Paniqué par l’idée qu’il l’entendait si mal,
Harry se sentit suffoquer, quelques-chose l’étouffait, un voile
lourd qui le tirait profondément à l’intérieur
du sommier.
Il se releva dans un bref sursaut, le souffle court, le visage cireux… La
chemise de son uniforme avec lequel il s’était endormi la veille
collait désagréablement sa chair moite et encore palpitante
des bribes d’effroi qui s’étaient immiscées dans
chacune de ses cellules. Il reprenait péniblement son souffle et ses
yeux ne se faisaient toujours pas à la lumière blessante qui
fauchait ses pupilles affolées… Après ce qui lui sembla être
une éternité, il perçut les contours de la haute silhouette
athlétique et carrée de Jordan. Il déglutit avec difficulté,
constatant qu’il s’agrippait à son bras dans un geste
de désespoir confus. Mal à l’aise, le septième
année le fixait avec inquiétude et appréhension. Après
un court temps de réintégration à la réalité,
Harry le lâcha brusquement et bredouilla des excuses désordonnées
en maudissant cette inévitable perte de contrôle lorsqu’il était
dans cet état comateux entre le sommeil et la conscience.

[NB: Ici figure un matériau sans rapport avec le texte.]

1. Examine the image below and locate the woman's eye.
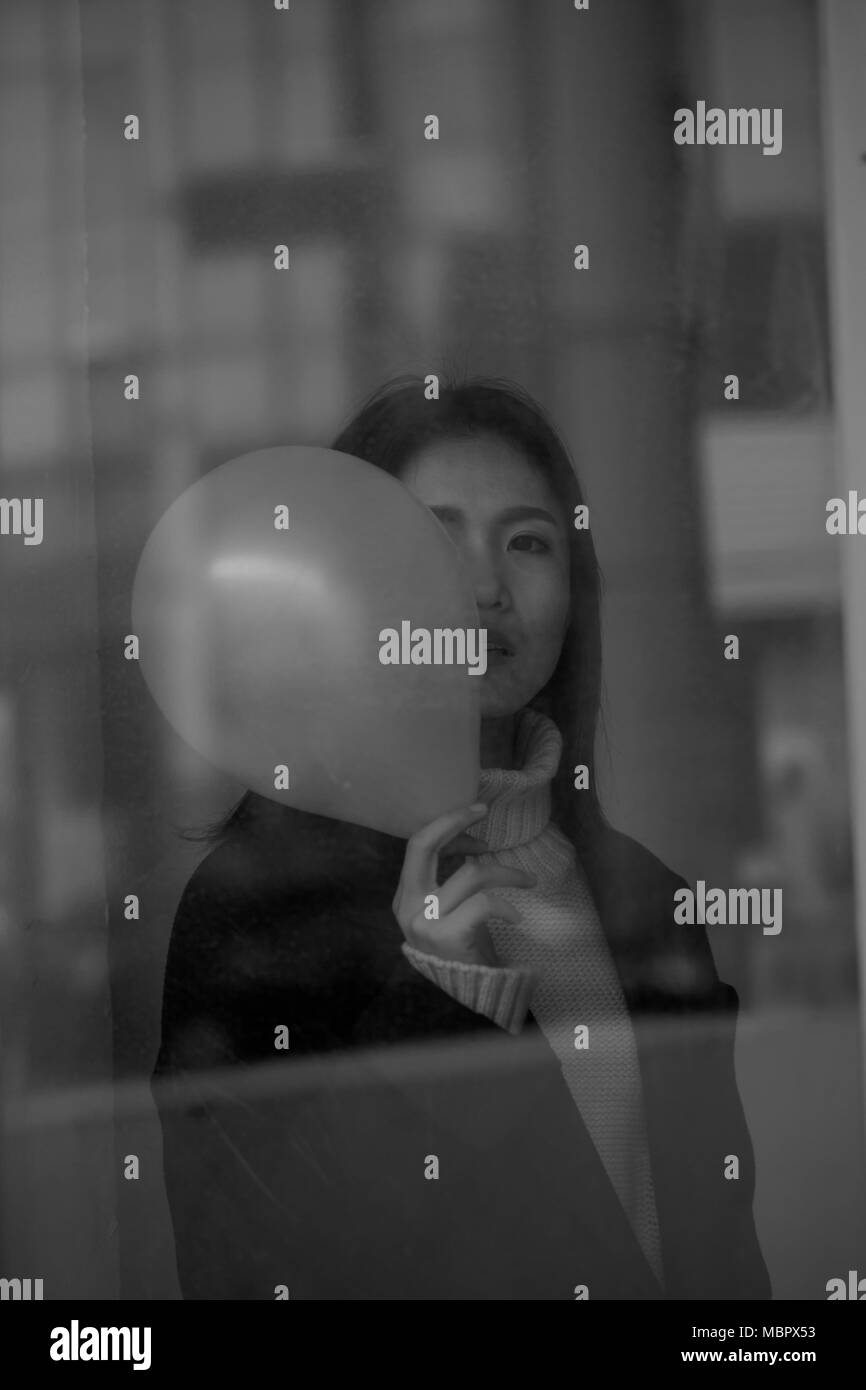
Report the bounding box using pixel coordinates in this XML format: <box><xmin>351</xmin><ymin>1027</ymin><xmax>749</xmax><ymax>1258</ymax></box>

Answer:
<box><xmin>510</xmin><ymin>531</ymin><xmax>550</xmax><ymax>553</ymax></box>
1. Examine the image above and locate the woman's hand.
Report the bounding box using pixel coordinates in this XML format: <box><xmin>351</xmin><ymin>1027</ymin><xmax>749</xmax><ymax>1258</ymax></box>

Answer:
<box><xmin>391</xmin><ymin>803</ymin><xmax>538</xmax><ymax>965</ymax></box>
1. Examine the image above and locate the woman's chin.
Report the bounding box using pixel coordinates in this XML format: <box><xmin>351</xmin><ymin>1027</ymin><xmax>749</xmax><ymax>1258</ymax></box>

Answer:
<box><xmin>481</xmin><ymin>676</ymin><xmax>525</xmax><ymax>719</ymax></box>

- Heu Harry, Ron et Hermione sont déjà descendu prendre leur
petit déjeuner il y a un moment, j’ai pensé que peut-être…
Harry observa le soleil déjà haut et fière dans le ciel
gris et voilé de septembre, persistant malgré les nuages qui
menaçaient de le faire suffoquer. Il se secoua brutalement, remercia
Lee de l’avoir réveillé et… Et s’arrêta
soudain perplexe…
- Lee ?
- Hum… Se contenta de répondre ce dernier en se dandinant d’un
pied sur l’autre.
- Qu’est-ce que tu foutais dans mon dortoir au juste ?
Le jeune homme sembla précipitamment plongé dans l’étude
attentive de ses lacets. Un dernière année gêné.
Ridicule. Songea Harry.
- Je… Heu… Enfin… Il y a cette histoire et… Je sais
que je suis plus vieux… Mais j’ai eu peur et…
Bordel Lee ressaisis-toi, si tu parles tu vas te faire dépecer la
langue ! Il commençait à paniquer sérieusement. Il fallait à tout
prix qu’il trouve une parade pour se sortir de cette situation. Il
broya ses poings dans ses poches de toutes ses forces pour rassembler un
minimum de concentration… A son grand soulagement, sa main gauche entra
en contact avec le papier granuleux d’une enveloppe dont il avait presque
oublier l’existence. Tu tombes à pique ma belle, songea-t-il,
j’aurais bien fait ça moi même mais il me faut une excuse
si je veux me resservir de ma langue à bon escient…Il sortit
le rectangle en papier jauni de sa poche de pantalon et mima une timidité de
collégienne effarouchée.
- C’est que tu sais… Il y a Hermione… Et… Ma lettre
et…
Harry se radoucit considérablement. Lee le remarqua aussitôt
sur le relâchement pourtant quasi imperceptible de ses traits, et remercia
Merlin d’avoir prêter en cet instant un brin d’émotion
au monstre flegmatique qu’était devenu le Survivant. Il en profita
pour se conforter dans sa position de victime enamourée et qui n’osait
pas.
- Enfin, comme tu n’étais pas en bas avec les autres… Je… Je
pensais te trouver et… Te demander ce service…
- Bien entendu, coupa Harry, je peux l’air de rien la glisser dans
son sac au cours des jours qui viennent.
Lee feint l’illumination de surprise contrite, cessa ses bégaiements
et fondit sur Harry tel un ours, avec ses soixante-quinze kilos de muscle
et son mètre quatre-vingt-dix. Il lui offrit l’accolade bourrue
de l’amitié, typique d’un Gryffondor sans doute, l’étouffant
au passage. Profondément dégoutté par la proximité de
Lee, Harry se dégagea beaucoup trop vivement. Jordan le remarqua,
mais il n’avait pas vraiment le temps de s’en formaliser.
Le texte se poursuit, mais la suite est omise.